Hsia Henry H, Marchlinski Francis E
Electrophysiology Service, Cardiovascular Division, University of Pennsylvania Health System, Philadelphia, Pennsylvania, USA.
Card Electrophysiol Rev. 2002 Dec;6(4):472-81. doi: 10.1023/a:1021109130276.

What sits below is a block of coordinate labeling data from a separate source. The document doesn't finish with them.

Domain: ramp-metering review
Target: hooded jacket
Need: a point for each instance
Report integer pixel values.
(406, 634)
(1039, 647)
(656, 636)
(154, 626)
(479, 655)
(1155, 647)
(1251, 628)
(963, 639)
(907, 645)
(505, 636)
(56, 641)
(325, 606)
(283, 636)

Dilated cardiomyopathy is a diverse group of heart diseases with variable arrhythmia substrates. The response to programmed stimulation is dependent on spontaneous arrhythmia presentation. In patients with dilated cardiomyopathy, the majority of sustained monomorphic VT is caused by a scar-related reentrant mechanism, similar to that of coronary artery disease. The arrhythmia is uniformly inducible and is often refractory to pharmacologic therapy. Sustained VT is associated with more extensive myocardial fibrosis and non-uniform anisotropy, involving both the endocardium and epicardium, compared to those without sustained reentry. The response to programmed stimulation is more variable in patients presenting with nonsustained arrhythmia, cardiac arrest or syncope. Inducibility of monomorphic VT is much lower compared to those with ischemic heart disease. Other non-reentrant mechanism, such as focal automaticity, can also be observed in patients with monomorphic VT, in the absence of myocardial scar or evidence of slow conduction. The utility of electrophysiology studies to determine prognosis and to guide therapy remains limited in this patient population. The clinical outcome does not correlate with arrhythmia inducibility, and suppression of induced arrhythmia does not predict a good prognosis. The diagnosis of sarcoidosis or Chagas' cardiomyopathy should be considered in patients with dilated cardiomyopathy of unknown etiology, particularly in those with marked regional wall motion abnormalities and inducible VT. Epicardial reentrant circuits may be more prevalent in these cardiomyopathies, especially in those with VT related to chronic Chagas' disease. Although bundle branch reentry VT is a common finding in patients with dilated cardiomyopathy, it can occur in cardiomyopathy of any type and may coexist with other myocardial reentrant VT. It often has a typical bundle branch block QRS pattern during VT and is associated with His-Purkinje conduction delay. Evidence of macroreentry involving the bundle branches can usually be demonstrated, and catheter ablation of the bundle branches provides an effective and specific treatment.
扩张型心肌病是一组病因多样的心脏病,具有可变的心律失常基质。对程序刺激的反应取决于自发心律失常的表现。在扩张型心肌病患者中,大多数持续性单形性室性心动过速(VT)是由瘢痕相关的折返机制引起的,类似于冠状动脉疾病。这种心律失常通常是可诱发的,并且对药物治疗往往耐药。与无持续性折返的患者相比,持续性VT与更广泛的心肌纤维化和非均匀各向异性有关,累及心内膜和心外膜。对于出现非持续性心律失常、心脏骤停或晕厥的患者,对程序刺激的反应更具变异性。与缺血性心脏病患者相比,单形性VT的可诱发性要低得多。在没有心肌瘢痕或缓慢传导证据的单形性VT患者中,也可观察到其他非折返机制,如局灶性自律性。在这一患者群体中,电生理检查用于确定预后和指导治疗的效用仍然有限。临床结果与心律失常的可诱发性无关,诱导性心律失常的抑制并不能预测良好的预后。对于病因不明的扩张型心肌病患者,应考虑结节病或恰加斯心肌病的诊断,特别是那些有明显局部室壁运动异常和可诱发VT的患者。心外膜折返环在这些心肌病中可能更常见,尤其是在与慢性恰加斯病相关的VT患者中。虽然束支折返性VT在扩张型心肌病患者中很常见,但它可发生于任何类型的心肌病,并且可能与其他心肌折返性VT共存。VT发作时通常具有典型的束支阻滞QRS波形态,并与希氏束-浦肯野传导延迟有关。通常可以证明存在涉及束支的大折返证据,束支导管消融提供了一种有效且特异性的治疗方法。